Star Wars: Battlefront screengrab

Even popular shooters like Call of Duty and Battlefield, dubbed brainless by their snootiest critics, have become comically layered and complex. Advanced loadouts — the multiple weapons, grenades buffs, special abilities — synonymous with modern shooters have become meta-game puzzles unto themselves. Players scour forums for tips on how to maximize killing power with the game's tactical minutiae.
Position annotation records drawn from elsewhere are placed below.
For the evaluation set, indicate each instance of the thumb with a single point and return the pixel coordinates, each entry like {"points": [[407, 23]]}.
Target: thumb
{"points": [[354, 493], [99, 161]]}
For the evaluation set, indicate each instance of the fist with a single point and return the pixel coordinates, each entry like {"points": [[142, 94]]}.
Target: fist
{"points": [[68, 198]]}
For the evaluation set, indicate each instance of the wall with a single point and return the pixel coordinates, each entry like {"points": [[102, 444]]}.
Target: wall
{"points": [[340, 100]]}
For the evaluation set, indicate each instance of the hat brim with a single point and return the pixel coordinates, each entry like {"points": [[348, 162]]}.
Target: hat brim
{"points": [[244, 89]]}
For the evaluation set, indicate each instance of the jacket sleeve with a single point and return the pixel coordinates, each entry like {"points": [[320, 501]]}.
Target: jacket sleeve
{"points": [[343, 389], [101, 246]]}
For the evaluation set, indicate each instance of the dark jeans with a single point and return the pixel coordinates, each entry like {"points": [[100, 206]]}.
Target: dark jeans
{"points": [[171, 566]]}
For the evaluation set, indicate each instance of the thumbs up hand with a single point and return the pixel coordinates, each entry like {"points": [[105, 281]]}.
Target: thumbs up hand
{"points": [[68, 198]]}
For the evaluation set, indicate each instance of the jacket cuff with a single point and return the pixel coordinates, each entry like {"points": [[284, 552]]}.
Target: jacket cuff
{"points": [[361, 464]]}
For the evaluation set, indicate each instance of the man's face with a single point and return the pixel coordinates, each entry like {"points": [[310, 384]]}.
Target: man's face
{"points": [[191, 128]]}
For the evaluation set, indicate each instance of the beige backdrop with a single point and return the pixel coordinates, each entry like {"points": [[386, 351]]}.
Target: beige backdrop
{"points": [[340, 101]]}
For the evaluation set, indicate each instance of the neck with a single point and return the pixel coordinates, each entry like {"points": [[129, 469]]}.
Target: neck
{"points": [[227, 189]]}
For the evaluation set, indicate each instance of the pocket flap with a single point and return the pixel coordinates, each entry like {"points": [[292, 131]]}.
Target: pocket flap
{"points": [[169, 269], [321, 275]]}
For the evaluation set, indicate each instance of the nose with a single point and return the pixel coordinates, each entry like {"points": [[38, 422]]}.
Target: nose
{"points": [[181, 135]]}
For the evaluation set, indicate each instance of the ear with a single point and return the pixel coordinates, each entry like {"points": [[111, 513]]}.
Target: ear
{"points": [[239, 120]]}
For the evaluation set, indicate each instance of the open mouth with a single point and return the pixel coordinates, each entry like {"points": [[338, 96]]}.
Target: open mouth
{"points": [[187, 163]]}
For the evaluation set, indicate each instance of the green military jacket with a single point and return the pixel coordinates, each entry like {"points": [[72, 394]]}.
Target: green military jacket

My colleague Arthur Gies wrote a report on Polygon explaining the 13-point loadout system in last year's Call of Duty, but I think this loadout, recommended by one of the game's producers, says it all:

Primary Weapon: ASM1 Submachine Gun
Attachments: Red Dot Sight, Quickdraw Grip, Laser Sight
Secondary Weapon: None
Perks: Lightweight, Fast Hands, Blast Suppressor
Exo Ability: Exo Overclock
Exo Launcher: Variable Grenade x2
Wildcards: Primary Gunfighter
Scorestreaks: Orbital Care Package (Modules: Better Odds), XS1 Goliath

Star Wars Batttlefront replaces advanced loadouts with a single weapon slot and two card slots, which can be anything from a grenade to a jetpack to an upgrade of your ammo. In a genre that asks more and more of its players, Battlefront is just gracious to have your attention, gingerly staying out of the way of you and the fun.
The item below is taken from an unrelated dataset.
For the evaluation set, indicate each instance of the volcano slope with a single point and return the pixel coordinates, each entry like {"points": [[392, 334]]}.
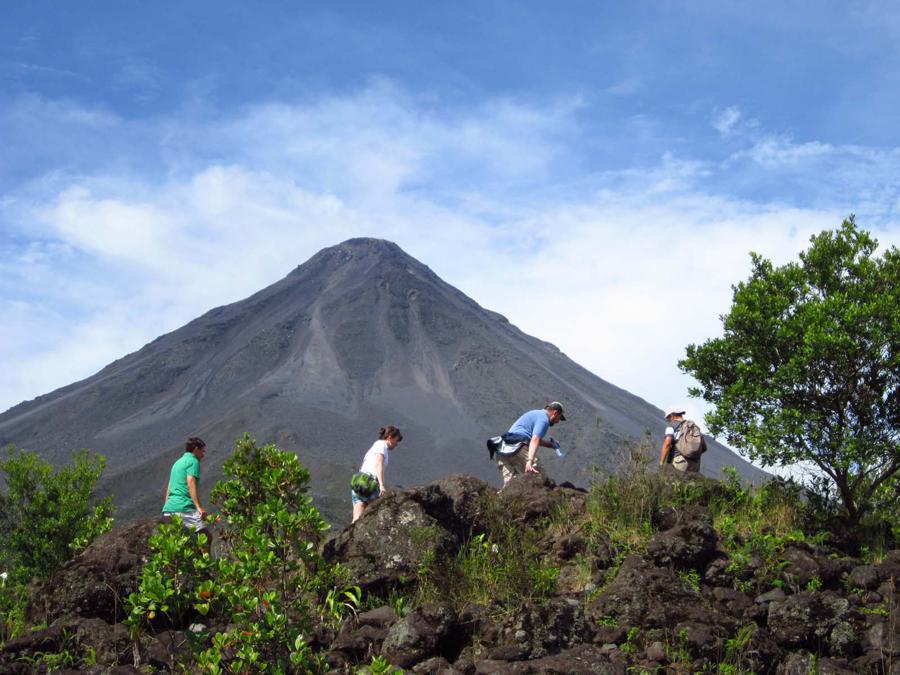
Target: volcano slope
{"points": [[360, 336]]}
Complexity isn't the enemy. Where Destiny players relish time spent understanding the intricacies of its leveling-up systems, making a game of exploiting the game, Battlefront is most concerned with the fighting. The depth comes from practicing your aim, testing the jetpack, or learning how best to control a vehicle. If Destiny is joining an intramural basketball league, around which your evenings are scheduled, then Battlefront is the occasional pickup game after work. I get why the former is more fulfilling, but right now, in my life, I don't have that time.

I learned to love Destiny

RockPaperShotgun's Graham Smith wrote that the game looks like it was "solely made for Star Wars dads. It has a fetishistic approach to the sound and texture of the original trilogy which seems designed to massage the nostalgia glands." All of that's true, but I think what makes it especially dad-friendly is zero reliance on complex menus, open-world hubs, and gargantuan gaps in rank that separate advanced players from showing newcomers the best the game has to offer. Star Wars Battlefront both manages to be as accessible as early online shooters, while allowing enough freedom in battle for the wacky and unexpected moments of modern games. This is bigger than a game for Star Wars Dads. This is video game dad rock: a looser, more welcoming version of the intense experience you used to have time and tolerance for.

Now this is a beta, and I'm mindful that the final version of Battlefront may have some hardcore design choices that make it an unwelcoming mess. Though I sincerely doubt as much. And I'm obliged to mention Destiny also has old-fashioned multiplayer modes, though after hours of being destroyed by players with advanced weapons, I've accepted it's not for me.

As I've written before, Destiny is a first-person shooter, but really it's more akin to a massively-multiplayer game like World of Warcraft, the crowning achievement of its parent company, Activision-Blizzard. It's a social setting, a shared experience, a never-ending adventure — shooting stuff just happens to be the fun glue keeping that together. You come for the gun battles, you stay because the game doesn't want you to leave. It's arguably more meticulously designed than any other shooter in history. I get why, on a technical level, it may be the superior game.

Star Wars Battlefront, for better and worse, has a different type of ambition: providing a beautiful and accessible fantasy of shooting bad guys in an iconic galaxy far, far away, and still having time for all those obligations on planet Earth.